Electrocardiography is the most commonly used test for evaluating cardiac status, graphically records the electrical current (electrical potential) generated by the heart. This current radiates from the heart in all directions and, on reaching the skin, is measured by electrodes connected to an amplier and strip chart recorder. The standard resting ECG uses five electrodes to measure the electrical potential from 12 different leads; the standard limb leads (I,II,III), the augmented limb leads (aVf, aVL, and aVr), and the precordial, or chest, leads (V1 through V6).
ECG tracings normally consist of three identifiable waveforms: the P wave, the QRS complex, and the T wave. The P wave depicts atrial depolarization; the QRS complex, ventricular depolarization; and the T wave, ventricular repolarization.
Computerized ECG machines use small electrode tabs that peel off a sheet and adhere to the patient’s skin. The entire ECG tracing is displayed on a screen so abnormalities can be corrected before printing; then it’s printed on one sheet of paper. Electrode tabs can remain on the patient’s chest, arms, and legs to provide continuous lead placement for serial ECG studies.
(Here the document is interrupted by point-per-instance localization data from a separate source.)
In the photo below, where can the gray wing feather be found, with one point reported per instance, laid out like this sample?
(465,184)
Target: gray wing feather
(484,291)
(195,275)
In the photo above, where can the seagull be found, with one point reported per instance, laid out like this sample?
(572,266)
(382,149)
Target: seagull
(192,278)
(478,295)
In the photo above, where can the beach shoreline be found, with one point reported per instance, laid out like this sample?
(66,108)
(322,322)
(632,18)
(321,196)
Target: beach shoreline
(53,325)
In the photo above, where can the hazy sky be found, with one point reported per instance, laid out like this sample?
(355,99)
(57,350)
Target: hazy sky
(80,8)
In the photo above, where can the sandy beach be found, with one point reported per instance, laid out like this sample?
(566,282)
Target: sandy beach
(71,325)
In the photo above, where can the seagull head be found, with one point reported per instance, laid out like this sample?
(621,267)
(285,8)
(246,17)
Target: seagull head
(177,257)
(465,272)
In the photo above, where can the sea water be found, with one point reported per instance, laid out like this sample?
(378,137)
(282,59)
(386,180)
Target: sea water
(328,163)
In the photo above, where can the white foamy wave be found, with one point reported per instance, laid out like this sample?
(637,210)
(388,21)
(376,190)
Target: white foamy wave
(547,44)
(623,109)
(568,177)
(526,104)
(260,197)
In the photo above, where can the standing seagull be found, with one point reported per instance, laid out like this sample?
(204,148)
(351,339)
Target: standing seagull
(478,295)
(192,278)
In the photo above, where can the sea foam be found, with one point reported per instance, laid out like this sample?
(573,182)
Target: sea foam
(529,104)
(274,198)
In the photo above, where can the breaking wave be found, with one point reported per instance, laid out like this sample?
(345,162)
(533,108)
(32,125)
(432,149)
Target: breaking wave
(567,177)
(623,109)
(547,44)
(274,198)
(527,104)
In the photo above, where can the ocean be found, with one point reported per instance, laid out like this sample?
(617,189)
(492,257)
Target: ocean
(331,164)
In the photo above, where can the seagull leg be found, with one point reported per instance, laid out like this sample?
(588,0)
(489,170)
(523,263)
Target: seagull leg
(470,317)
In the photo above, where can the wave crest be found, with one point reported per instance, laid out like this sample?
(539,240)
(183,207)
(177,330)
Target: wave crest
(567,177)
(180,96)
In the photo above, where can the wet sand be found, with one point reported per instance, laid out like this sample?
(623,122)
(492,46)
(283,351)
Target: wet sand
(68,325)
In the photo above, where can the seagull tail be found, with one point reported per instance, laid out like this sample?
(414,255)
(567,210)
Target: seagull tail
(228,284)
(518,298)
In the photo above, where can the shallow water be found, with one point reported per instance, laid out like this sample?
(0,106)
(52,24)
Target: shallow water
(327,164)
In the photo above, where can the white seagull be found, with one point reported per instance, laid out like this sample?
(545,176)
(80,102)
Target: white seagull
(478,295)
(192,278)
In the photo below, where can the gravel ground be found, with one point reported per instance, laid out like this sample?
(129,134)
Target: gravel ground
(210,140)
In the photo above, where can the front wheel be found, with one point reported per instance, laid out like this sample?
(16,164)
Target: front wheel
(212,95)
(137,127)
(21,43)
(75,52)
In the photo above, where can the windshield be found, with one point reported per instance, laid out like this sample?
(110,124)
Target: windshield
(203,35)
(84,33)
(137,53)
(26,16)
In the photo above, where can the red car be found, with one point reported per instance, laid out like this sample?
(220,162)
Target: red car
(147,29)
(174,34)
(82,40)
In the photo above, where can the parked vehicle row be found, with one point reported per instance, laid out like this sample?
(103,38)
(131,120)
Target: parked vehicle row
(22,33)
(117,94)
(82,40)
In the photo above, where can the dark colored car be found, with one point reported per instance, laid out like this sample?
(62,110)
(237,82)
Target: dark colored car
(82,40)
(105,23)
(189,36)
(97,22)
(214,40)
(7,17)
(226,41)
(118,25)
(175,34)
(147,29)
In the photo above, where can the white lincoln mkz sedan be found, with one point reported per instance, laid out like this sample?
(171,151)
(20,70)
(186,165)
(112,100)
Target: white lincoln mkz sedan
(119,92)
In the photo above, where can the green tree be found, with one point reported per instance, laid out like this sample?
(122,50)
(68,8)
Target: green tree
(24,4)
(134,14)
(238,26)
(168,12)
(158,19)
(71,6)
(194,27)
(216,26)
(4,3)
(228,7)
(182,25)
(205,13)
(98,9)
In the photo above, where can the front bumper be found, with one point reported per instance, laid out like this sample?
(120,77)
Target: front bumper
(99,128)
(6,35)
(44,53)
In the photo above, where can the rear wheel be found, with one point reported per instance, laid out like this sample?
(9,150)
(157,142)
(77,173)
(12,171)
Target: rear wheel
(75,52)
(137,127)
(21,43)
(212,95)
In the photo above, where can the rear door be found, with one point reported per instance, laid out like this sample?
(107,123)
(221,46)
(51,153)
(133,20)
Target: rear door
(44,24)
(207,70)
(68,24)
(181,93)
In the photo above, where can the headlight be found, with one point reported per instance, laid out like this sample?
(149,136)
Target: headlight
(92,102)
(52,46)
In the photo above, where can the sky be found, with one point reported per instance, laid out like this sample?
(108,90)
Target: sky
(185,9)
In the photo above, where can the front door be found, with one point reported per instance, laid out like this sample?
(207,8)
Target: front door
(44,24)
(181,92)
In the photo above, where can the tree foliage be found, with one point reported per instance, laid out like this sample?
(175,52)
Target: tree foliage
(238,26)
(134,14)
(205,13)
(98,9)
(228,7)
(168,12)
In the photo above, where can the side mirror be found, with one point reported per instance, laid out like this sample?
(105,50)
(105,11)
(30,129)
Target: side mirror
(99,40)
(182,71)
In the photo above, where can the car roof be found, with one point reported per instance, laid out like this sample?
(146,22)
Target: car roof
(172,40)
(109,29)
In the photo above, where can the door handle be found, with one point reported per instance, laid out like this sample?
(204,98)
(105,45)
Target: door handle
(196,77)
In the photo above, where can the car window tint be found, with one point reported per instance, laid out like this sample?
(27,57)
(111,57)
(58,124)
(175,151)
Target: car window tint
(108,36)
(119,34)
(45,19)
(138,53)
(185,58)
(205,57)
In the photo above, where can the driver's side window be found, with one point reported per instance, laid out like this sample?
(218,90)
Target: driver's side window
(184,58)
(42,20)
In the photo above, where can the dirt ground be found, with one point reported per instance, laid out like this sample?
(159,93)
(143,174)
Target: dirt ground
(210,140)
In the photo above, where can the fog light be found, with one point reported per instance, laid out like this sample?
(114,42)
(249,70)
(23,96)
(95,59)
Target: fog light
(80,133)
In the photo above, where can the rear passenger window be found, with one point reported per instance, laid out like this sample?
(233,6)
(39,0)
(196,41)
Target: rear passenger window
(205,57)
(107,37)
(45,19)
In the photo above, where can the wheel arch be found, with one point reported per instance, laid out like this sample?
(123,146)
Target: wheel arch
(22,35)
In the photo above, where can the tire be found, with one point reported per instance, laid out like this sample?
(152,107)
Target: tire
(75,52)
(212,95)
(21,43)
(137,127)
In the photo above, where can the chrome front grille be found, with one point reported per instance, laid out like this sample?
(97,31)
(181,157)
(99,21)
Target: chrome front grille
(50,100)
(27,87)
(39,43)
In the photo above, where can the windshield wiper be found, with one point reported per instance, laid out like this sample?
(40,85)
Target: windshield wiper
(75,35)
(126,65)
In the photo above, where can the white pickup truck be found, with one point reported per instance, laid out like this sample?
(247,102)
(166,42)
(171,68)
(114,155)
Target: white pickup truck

Purpose of Electrocardiography (ECG)
- To help identify primary conduction abnormalities, cardiac arrhythmias, cardiac hypertrophy, pericarditis, electrolyte imbalances, myocardial ischemia, and the site and extent of myocardial infarction.
- To monitor recovery from an MI.
- To evaluate the effectiveness of cardiac medication.
- To assess pacemaker performance
- To determine effectiveness of thrombolytic therapy and the resolution of ST-segment depression or elevation and T-wave changes.
Electrocardiography (ECG) Procedure
Patient Preparation for Electrocardiography (ECG)
- Explain to the patient the need to lie still, relax, and breathe normally during the procedure.
- Note current cardiac drug therapy on the test request form as well as any other pertinent clinical information, such as chest pain or pacemaker.
- Explain that the test is painless and takes 5 to 10 minutes.
- Place the patient in a supine or semi-Fowler’s position.
- Expose the chest, ankles, and wrists.
- Place electrodes on the inner aspect of the wrists, on the medical aspect of the lower legs, and on the chest.
- After all electrodes are in place, connect the lead wires.
- Press the START button and input any required information.
- Make sure that all leads are represented in the tracing. If not, determine which electrode has come loose, reattach it, and restart the tracing.
- All recording and other nearby electrical equipment should be properly grounded.
- Make sure that the electrodes are firmly attached.
- Disconnect the equipment, remove the electrodes, and remove the gel with a moist cloth towel.
- If the patient is having recurrent chest pain or if serial ECG’s are ordered, leave the electrode patches in place.
- P wave that doesn’t exceed 2.5 mm (0.25 mV) in height or last longer than 0.12 second.
- PR interval (includes the P wave plus the PR segment) persisting for 0.12 to 0.2 second for heart rates above 60 beats/min.
- QT interval that varies with the heart rate and lasts 0.4 to 0.52 second for heart rates above 60 beats/min.
- Voltage of the R wave leads V1 through V6 that doesn’t exceed 27 mm.
- Total QRS complex lasting 0.06 to 0.1 second.
- Myocardial infarction (MI), right or left ventricular hypertrophy, arrhythmias, right or left bundle-branch block, ischemia, conduction defects or pericarditis, and electrolyte abnormalities.
- Abnormal wave forms during angina episodes or during exercise.
- The recording equipment and other nearby electrical equipment should be properly grounded to prevent electrical interference.
- Double-check color codes and lead markings to be sure connectors march.
- Make sure that the electrodes are firmly attached, and reattached them if loose skin contact is suspended. Don’t use cables that are broken, frayed, or bare.
- Improper lead placement.
- Skin sensitivity to the electrodes.